Der Rechnungshof wirft dem Staat unter anderem vor, schon vor dem Stopp der Linienflüge 2019 nicht oder zu spät reagiert zu haben, wenn der Nordica-Vorstand auf schwerwiegende Probleme hingewiesen habe. Auch später habe das Wirtschaftsministerium dem Management der Fluggesellschaft widersprüchliche Richtlinien vorgegeben.

Nach dem Stopp der eigenen Flüge und der Umstellung aufs reine Wet-Lease-Geschäft haben sich die Frage gestellt, warum der Staat weiter Eigentümer sein und die Risiken tragen sollte, schreibt Riigikontroll. Dann kam die Corona-Pandemie und der Staat rettete das Unternehmen mit einer von der EU genehmigten Finanzspritze. Damit ging aber auch die Auflage einher, keine verlustbringenden Routen zu fliegen.

Für den Staat nicht notwendig, Risiken zu tragen

Die Frage nach Nordicas Zukunft stellte sich weiterhin, doch eine Entscheidung fiel unter verschiedenen Ministern nicht. So sei viel Zeit und Geld verloren gegangen, so Riigikontroll-Chef Janar Holm. Durch das lange Zögern und fehlende Klarheit sei der politische und wirtschaftliche Preis nun bereits sehr hoch. «Wir können sehen, dass sich Nordica zunehmend von seinem ursprünglichen Ziel – der Gewährleistung des Flugdienstes für Estland – entfernt hat», sagt Holm rückblickend. «Dieses Ziel war weder kommerziell noch aufgrund der Regeln der Europäischen Union für staatliche Beihilfen erreichbar.»

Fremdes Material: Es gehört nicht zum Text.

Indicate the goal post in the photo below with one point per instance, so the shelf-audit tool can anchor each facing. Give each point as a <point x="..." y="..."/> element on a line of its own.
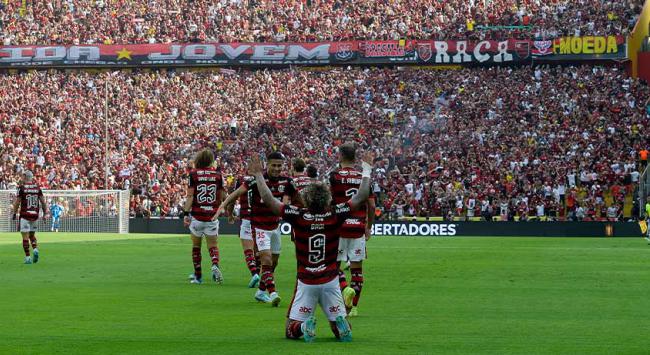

Der Rechnungshof habe bei seiner Prüfung «keine wesentlichen Argumente dafür gefunden, warum Nordica und Transpordi Varahaldus «für den Staat strategisch notwendig waren oder dies jetzt sind, oder dass ein verständliches öffentliches Interesse besteht für die Beteiligung des Staates an diesen Unternehmen», heißt es weiter. Es gebe keine nachvollziehbare Notwendigkeit für den Staat, die wirtschaftlichen Risiken zu tragen.

Regierung soll Weg für Privatisierung wählen

Riigikontroll empfiehlt der Regierung daher, sich für eine Verkaufsmethode zu entscheiden. Nordica und Transpordi Varahaldus könnten gemeinsam oder getrennt privatisiert werden, nur teilweise oder vollständig. Sollte sich die Regierung dennoch dafür entscheiden, Eigentümerin zu bleiben, empfehle man, «klar zu definieren, warum die Unternehmen für den Staat strategisch notwendig sind und welche öffentliche Funktion sie erfüllen».

Zu den Wet-Lease-Kunden von Nordica gehört auch die Condor-Schwester Marabu. Anfang August teilte ein Marabu-Sprecher auf Anfrage von aeroTELEGRAPH mit, dass man durch die finanzielle Schieflage von Nordica keine Auswirkungen auf das eigene Geschäft erwarte.